Uzun yıllardan beri Yazı Editörlük ve Medya Kursu’nu düzenliyorsunuz. Kursa katılım sağlayan adaylar nasıl bir eğitim alacak? Neler öğrenecekler?

Biz burada kursa katılan öğrencilerimizle âdeta sohbet ediyoruz. Evet ders kitabımız olan Yazı Masası’ndaki 45 ayrı türü işliyoruz, ama bunu hatıralar, anekdotlar, intibalar eşliğinde ele alıyoruz. Dolayısıyla katılımcılar sıkılmadan bu derslere devam ediyor. Zaten 15 yıldan beri başta İstanbul ve civar illerde olmak üzere bu kursun devam etmesi bunu gösteriyor. Şiir, hikâye, deneme, roman, makale, masal, mektup, tiyatro eseri gibi konular ele alınırken basın mesleğimizin önemli alanları olan habercilik, köşe yazarlığı, araştırmacılık ve röportaj yazarlığı da ihmal edilmiyor. Ayrıca editörlük bölümümüz var. Burada da yayınevi editörlüğünü, dergi editörlüğünü, gazete editörlüğünü, radyo ve televizyon programcılığını önemsiyoruz. Çünkü kursa devam edenlerin bir amacı da daha sonra belli bir alanda çalışmak, meslek sahibi olmak. Şükürler olsun kursumuza devam ettikten sonra gazete ve televizyonlarda çalışanlar da var, dergi çıkaranlar da…

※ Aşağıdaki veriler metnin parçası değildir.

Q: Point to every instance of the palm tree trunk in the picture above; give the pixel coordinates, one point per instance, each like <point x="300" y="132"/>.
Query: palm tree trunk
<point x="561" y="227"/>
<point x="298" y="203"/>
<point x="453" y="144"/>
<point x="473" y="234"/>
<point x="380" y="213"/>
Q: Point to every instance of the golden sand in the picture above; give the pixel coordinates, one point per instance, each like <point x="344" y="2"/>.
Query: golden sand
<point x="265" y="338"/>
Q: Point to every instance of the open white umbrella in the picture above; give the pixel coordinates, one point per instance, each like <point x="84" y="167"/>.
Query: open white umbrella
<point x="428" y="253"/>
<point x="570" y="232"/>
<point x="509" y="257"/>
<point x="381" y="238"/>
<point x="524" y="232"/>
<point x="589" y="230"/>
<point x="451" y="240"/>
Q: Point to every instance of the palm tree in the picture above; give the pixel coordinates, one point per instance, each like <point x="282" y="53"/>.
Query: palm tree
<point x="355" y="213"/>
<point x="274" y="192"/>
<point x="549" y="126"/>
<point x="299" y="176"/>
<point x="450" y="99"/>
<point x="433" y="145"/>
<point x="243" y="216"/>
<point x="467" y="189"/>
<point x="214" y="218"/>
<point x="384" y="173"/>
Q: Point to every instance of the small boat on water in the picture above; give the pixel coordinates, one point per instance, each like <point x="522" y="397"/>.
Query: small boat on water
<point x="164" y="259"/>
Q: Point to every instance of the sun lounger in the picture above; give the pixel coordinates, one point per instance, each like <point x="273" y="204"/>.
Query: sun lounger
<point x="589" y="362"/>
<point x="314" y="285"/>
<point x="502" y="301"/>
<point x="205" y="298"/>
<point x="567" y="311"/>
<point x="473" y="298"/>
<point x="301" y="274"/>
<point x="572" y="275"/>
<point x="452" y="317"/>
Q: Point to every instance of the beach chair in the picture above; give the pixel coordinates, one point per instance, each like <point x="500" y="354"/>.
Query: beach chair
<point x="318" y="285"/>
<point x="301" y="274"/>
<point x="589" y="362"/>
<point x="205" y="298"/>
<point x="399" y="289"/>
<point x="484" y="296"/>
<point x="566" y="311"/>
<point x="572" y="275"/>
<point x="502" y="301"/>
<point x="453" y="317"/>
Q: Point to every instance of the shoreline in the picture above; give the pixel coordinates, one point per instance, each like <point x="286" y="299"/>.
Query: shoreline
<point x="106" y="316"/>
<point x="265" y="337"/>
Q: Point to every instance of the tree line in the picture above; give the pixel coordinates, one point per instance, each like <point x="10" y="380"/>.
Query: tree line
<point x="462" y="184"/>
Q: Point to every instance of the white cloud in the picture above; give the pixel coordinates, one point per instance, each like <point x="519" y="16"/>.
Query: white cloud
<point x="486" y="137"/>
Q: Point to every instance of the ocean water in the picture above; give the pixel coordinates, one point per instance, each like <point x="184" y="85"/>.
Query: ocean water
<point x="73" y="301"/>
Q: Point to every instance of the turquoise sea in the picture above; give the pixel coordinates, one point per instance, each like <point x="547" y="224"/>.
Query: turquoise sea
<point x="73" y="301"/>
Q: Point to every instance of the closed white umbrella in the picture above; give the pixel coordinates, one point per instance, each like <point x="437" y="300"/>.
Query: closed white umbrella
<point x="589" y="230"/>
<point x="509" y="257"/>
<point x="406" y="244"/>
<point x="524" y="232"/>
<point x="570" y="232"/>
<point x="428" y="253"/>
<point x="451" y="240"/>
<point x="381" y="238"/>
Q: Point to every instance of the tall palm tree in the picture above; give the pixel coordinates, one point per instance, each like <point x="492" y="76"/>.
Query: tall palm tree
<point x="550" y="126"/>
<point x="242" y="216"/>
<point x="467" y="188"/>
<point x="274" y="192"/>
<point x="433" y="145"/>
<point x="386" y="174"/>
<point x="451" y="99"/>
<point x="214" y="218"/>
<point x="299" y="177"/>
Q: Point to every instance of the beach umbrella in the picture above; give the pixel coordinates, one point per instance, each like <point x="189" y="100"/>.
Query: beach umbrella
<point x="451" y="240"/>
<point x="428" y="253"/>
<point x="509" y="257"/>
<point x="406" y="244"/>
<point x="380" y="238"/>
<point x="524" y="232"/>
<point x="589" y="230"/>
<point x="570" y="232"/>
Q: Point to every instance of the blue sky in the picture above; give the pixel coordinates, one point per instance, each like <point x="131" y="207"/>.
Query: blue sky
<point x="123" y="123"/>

Yayınevlerinde editörlük yapmaya başlayan öğrencilerimizi görünce şüphesiz çok seviniyorum. Demek ki emekler boşa gitmiyor diye düşünüyorum. Kardeşlerimiz belli bir iş imkânına kavuşuyor ve maişetini bir şekilde çıkarmaya başlıyor. Bu da şüphesiz insanı huzurlu kılan bir gelişme. Tabii kursa devam etmenin yanı sıra bu ilginin hep devam etmesi gerekiyor. Temel işimiz okumak ve yazmak. Öncelikle bol bol okumak…

YAZARLAR BİLE İŞİNİ KENDİ GÖRMEYE BAŞLIYOR

Eğitimleriniz kimlere hitap ediyor?

Bu konuda hiç sınır yok. Yazı, Editörlük ve Medya Kursu’muz herkese hitap ediyor. Ayırım yapamayız. Hani “yediden yetmişe…” denir ya… Elbette yedi yaşındaki bir çocuğun bu kursa katılması mümkün değil ama 15-16 yaşlarında öğrencilerimiz oluyor. Yani liseye devam eden talebelerimiz var. Ve çok yararlandıklarını söylüyorlar. Zira onların da kompozisyon, edebiyat, tarih dersleri var. Bir de seçmeli olarak medya okur-yazarlığı eklendi son yıllarda. Yaşı 70 civarında olan büyüklerimiz de katılıyor derslere. Hatta ötesini söyleyeyim, daha önce kitapları yayımlanmış olan bazı şair ve yazar dostlarımız da iştirak etmeye başladı. Yazı yazma konusundaki teknik eksikliklerini tamamlıyorlar ve çok mutlu oluyorlar. Hatta bazıları şöyle diyorlar:

“Eskiden kitabımı redakte etmeden yayınevine gönderiyordum. Orada inceleniyordu. Şimdi bu kursa katıldıktan sonra, kitabıma son hâlini ben veriyor, ondan sonra yayıncıya ulaştırıyorum. Daha iyi sonuç almaya başladım. Zira dosyayı eksiksiz bir şekilde gördüklerinde yayınlama imkanı da artıyor kitabın” Dediğim gibi kursumuz edebiyata, okumaya, yazmaya, kitaba, genel olarak kültür sanat meselelerine, medeniyete ilgi duyan herkese hitap ediyor.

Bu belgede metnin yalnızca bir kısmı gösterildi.